Habertürk
    Takipde Kalın!
      Günlük gelişmeleri takip edebilmek için habertürk uygulamasını indirin
        Haberler Yaşam ‘Tarihimizden vazgeçmeye hiç niyetim yok’

        Sedef Çalarkan denildiğinde aklımıza hemen Neo Osmanlı geliyor, yanılıyor muyum? Kimdir Sedef Çalarkan? Ben kendimi konsept tasarımcı olarak sınıflandırıyorum. Aslında “Konsept tasarımcı deyimi bana ait” diyebiliriz. “Bu tarz işbirliklerini ilk başlatanlardan biriyim” demek de yanlış olmaz. Çünkü bizim dilimizde bu işin tam bir karşılığı yok. Bu terim, yaptığım işi tam olarak karşılayacak bir tanım arayışına girdiğimde çıktı. Çünkü herkes bana endüstriyel tasarımcı ya da moda tasarımcısı olup olmadığımı soruyor, benim de verdiğim cevap elbette “Hayır” oluyor. Çünkü tek bir ürün üzerine tasarım yapmıyorum. Ürünün nerede duracağını, satılacağını, nasıl paketleneceğini kısaca ürünün teması üzerindeki konsepti yaratıyorum. Bir anlamda kimlik kazandırıyorum. Zaten bu yüzden genellikle reklam şirketleri beni tercih ediyor. Çünkü birkaç yerde yaptıracakları işleri tek bir yerde yaptırma şansları doğuyor. Günümüzde çok moda olan “Neo Osmanlı” akımının öncülerindenim. Teknolojiyle modayı bir ayaya getiren ülkemizdeki ilk tasarımcıyım. i-pod dinleyen padişah tişörtü ve hoparlör taktığım şeffaf çantam, bir klasik oldu. Bugün hâlâ en çok tercih edilen tasarımlarımın başında geliyor. n Yarattığınız tasarımları nasıl tanımlıyorsunuz? Farklılığınız nereden geliyor? “Anakronizm” felsefesinden yola çıktım. Benim için zaman çok önemli bir olgu. Farklı zaman dilimleri arasında zıplamalar, eşleştirmeler yaparak insanları şaşırtmak, düşünülmemiş birliktelikleri sergilemek gibi bir heyecanım var. Türkçeye zaman-bozum olarak çevrilebilecek anakronizm kelimesi, ortaya koyduğum işleri çok iyi betimliyor. Anakronizm kavramının farklı hallerini kendi felsefeme dönüştürme gayretim, çalışmalarımı da şekillendirdi. İmgelerimizde yer etmiş tarihi unsurları eğlenceli bir yaklaşımla ele aldım, güncel ve hafif bir dille popülerleştirdim.
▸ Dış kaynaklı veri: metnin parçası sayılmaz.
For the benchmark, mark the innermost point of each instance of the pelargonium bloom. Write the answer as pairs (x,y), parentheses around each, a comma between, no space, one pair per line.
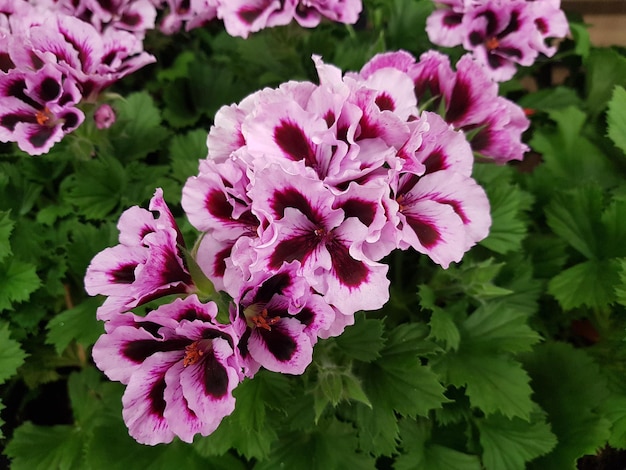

Objelere ve karakterlere ait oldukları zaman dilimlerinin dışında unsurlar ekledim. Padişaha i-pod takmak gibi... Gençlerin ilgisini çekti bu durum. n İşin sırrı nedir? İyi bir gözlemci olmam, Osmanlı sanat tarihini çok iyi biliyor oluşum, incelemeci karakterim, teknolojiyi ve yeniliği çok iyi takip edişim.

        ‘SATIŞ GRAFİĞİNİ YÜKSELTEN YABANCILAR OLMUŞTUR’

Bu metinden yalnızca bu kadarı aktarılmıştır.